Comparing metrics at large: harmonic vs quo-harmonic coordinates

TL;DR

This paper compares harmonic and quo-harmonic coordinate systems for analyzing large-scale space-time structures, focusing on their properties, differences, and explicit coordinate determinations for key metrics like Schwarzschild, Curzon, and Kerr.

Contribution

It provides a detailed comparison of harmonic and quo-harmonic coordinates, including explicit calculations for important stationary metrics up to fifth order in their asymptotic expansions.

Findings

Harmonic and quo-harmonic coordinates differ at the linearized level.

Explicit coordinate systems are derived for Schwarzschild, Curzon, and Kerr metrics.

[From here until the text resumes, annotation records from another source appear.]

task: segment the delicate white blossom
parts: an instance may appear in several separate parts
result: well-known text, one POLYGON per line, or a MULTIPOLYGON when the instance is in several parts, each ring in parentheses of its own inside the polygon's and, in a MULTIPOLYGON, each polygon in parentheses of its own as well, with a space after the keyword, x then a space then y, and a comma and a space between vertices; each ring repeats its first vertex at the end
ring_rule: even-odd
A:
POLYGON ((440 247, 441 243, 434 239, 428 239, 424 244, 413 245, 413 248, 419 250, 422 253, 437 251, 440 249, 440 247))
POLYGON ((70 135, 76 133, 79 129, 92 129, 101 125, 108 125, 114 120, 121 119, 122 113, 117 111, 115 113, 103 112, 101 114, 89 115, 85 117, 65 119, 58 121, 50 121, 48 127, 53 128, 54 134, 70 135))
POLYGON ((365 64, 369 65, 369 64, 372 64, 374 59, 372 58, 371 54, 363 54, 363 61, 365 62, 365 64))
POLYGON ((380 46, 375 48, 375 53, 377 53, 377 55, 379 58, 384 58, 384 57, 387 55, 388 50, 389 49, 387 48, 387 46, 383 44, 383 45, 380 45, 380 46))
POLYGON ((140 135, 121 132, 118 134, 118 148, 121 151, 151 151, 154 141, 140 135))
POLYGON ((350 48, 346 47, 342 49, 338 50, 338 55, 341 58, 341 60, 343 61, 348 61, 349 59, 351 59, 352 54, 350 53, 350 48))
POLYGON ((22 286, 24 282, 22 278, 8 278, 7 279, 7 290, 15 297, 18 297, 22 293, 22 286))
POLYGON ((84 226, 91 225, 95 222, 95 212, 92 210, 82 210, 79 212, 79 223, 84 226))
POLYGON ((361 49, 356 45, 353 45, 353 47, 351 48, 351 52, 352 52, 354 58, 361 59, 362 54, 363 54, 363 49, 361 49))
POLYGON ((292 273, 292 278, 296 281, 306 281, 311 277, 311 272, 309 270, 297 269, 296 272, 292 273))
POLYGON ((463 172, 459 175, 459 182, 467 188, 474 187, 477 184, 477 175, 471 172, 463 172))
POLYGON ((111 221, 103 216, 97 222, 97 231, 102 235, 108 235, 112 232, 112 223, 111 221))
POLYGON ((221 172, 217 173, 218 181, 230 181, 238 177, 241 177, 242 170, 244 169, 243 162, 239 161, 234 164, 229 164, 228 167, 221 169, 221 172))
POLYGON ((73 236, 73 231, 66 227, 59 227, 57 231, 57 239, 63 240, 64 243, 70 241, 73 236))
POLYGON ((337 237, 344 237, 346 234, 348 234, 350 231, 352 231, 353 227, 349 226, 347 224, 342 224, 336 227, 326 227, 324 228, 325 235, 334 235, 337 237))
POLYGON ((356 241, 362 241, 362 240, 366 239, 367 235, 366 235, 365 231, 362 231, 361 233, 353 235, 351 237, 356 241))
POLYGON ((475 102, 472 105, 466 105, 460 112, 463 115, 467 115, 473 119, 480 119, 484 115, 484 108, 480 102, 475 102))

The study discusses implications for multipole definitions and matching interior and exterior solutions.

Abstract

To compare two space-times on large domains, and in particular the global structure of their manifolds, requires using identical frames of reference and associated coordinate conditions. In this paper we use and compare two classes of time-like congruences and corresponding adapted coordinates: the harmonic and quo-harmonic classes. Besides the intrinsic definition and some of their intrinsic properties and differences we consider with some detail their differences at the level of the linearized approximation of the field equations. The hard part of this paper is an explicit and general determination of the harmonic and quo-harmonic coordinates adapted to the stationary character of three well-know metrics, Schwarzschild's, Curzon's and Kerr's, to order five of their asymptotic expansions. It also contains some relevant remarks on such problems as defining the multipoles of vacuum solutions or matching interior and exterior solutions.